‘I was five. I have no distinct recollection of them, though I was very fond of Anna, and well remember the dreariness afterwards. Indeed, I moped and pined so much, that it was thought that to give me young companions was the only chance for me; and the little Fotheringhams were sent for from the parsonage to play with me.’

‘And it really began then!’

‘Yes,’ said John, more cheerfully. ‘She was exactly of my own age, but with all the motherly helpful kindness of an elder sister, and full of pretty, childish compassion for the little wretched solitary being that I was. Her guarding me from the stout riotous Percy—a couple of years younger—was the first bond of union; and I fancy the nurses called her my little wife, I know I believed it then, and ever after. We were a great deal together. I never was so happy as with them; and as I was a frail subject at the best, and Arthur was not born till I was nine years old, I was too great a treasure to be contradicted. The parsonage was the great balance to the home spoiling; Mr. and Mrs. Fotheringham were most kind and judicious; and Helen’s character could not but tell on all around.’

‘Was she grave?’

‘Very merry, full of fun, but with a thoughtful staidness in her highest spirits, even as a girl. I saw no change when we met again’—after a pause: ‘No, I cannot describe her. When we go home you shall see her picture. No one ever reminded me of her as you do, though it is not flattering you to say so. If the baby had been a girl, I think I should have asked you to call it by your second name. Well, we seldom spent a day without meeting, even after I had a tutor.

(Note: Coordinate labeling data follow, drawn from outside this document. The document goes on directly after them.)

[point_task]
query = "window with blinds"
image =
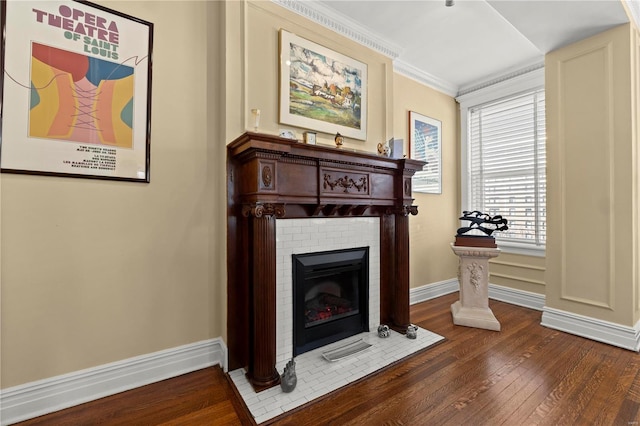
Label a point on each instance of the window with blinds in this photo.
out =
(507, 163)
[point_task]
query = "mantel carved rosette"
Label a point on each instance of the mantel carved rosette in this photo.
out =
(402, 211)
(262, 210)
(345, 183)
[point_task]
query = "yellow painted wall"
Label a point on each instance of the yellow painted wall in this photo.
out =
(260, 75)
(98, 271)
(592, 200)
(434, 228)
(519, 272)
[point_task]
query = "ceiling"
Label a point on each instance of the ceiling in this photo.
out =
(457, 48)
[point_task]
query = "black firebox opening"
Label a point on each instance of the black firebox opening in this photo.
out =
(330, 297)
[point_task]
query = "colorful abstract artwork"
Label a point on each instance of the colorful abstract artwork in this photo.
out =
(75, 90)
(79, 98)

The beginning of our troubles was her fifteenth birthday, the 10th of July. I had saved up my money, and bought a coral cross and a chain for her; but Mrs. Fotheringham would not let her keep it; she said it was too costly for me to give to any one but my sister. She tried to treat it lightly; but I was old enough to perceive her reason; and I can feel the tingling in all my veins as I vowed with myself to keep it till I should have a right to offer it.’

‘What did she do?’

‘I cannot tell; we did not wish to renew the subject. The worst of it was, that my aunt, who hears everything, found this out. She interrogated me, and wanted me to give it to Theodora, a mere baby. I felt as if I was defending Helen’s possession, and refused to give it up unless at my father’s command.’

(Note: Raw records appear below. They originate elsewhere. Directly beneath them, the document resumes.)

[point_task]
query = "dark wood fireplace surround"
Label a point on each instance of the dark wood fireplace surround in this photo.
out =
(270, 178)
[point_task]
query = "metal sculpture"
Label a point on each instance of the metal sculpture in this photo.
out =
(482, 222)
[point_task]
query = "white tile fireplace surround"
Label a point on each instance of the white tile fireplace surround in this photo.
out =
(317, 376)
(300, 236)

‘I hope he did not order you.’

‘He never said a word to me. But our comfort was over; suspicion was excited; and I am afraid my aunt worried Mrs. Fotheringham. Nothing was said, but there was a check upon us. I was sent to a tutor at a distance; and when I was at home, either she went out on long visits in the holidays, or there was a surveillance on me; and when I did get down to the parsonage it was all formality. She took to calling me Mr. Martindale (by the bye, Violet, I wish you would not), was shy, and shrank from me.’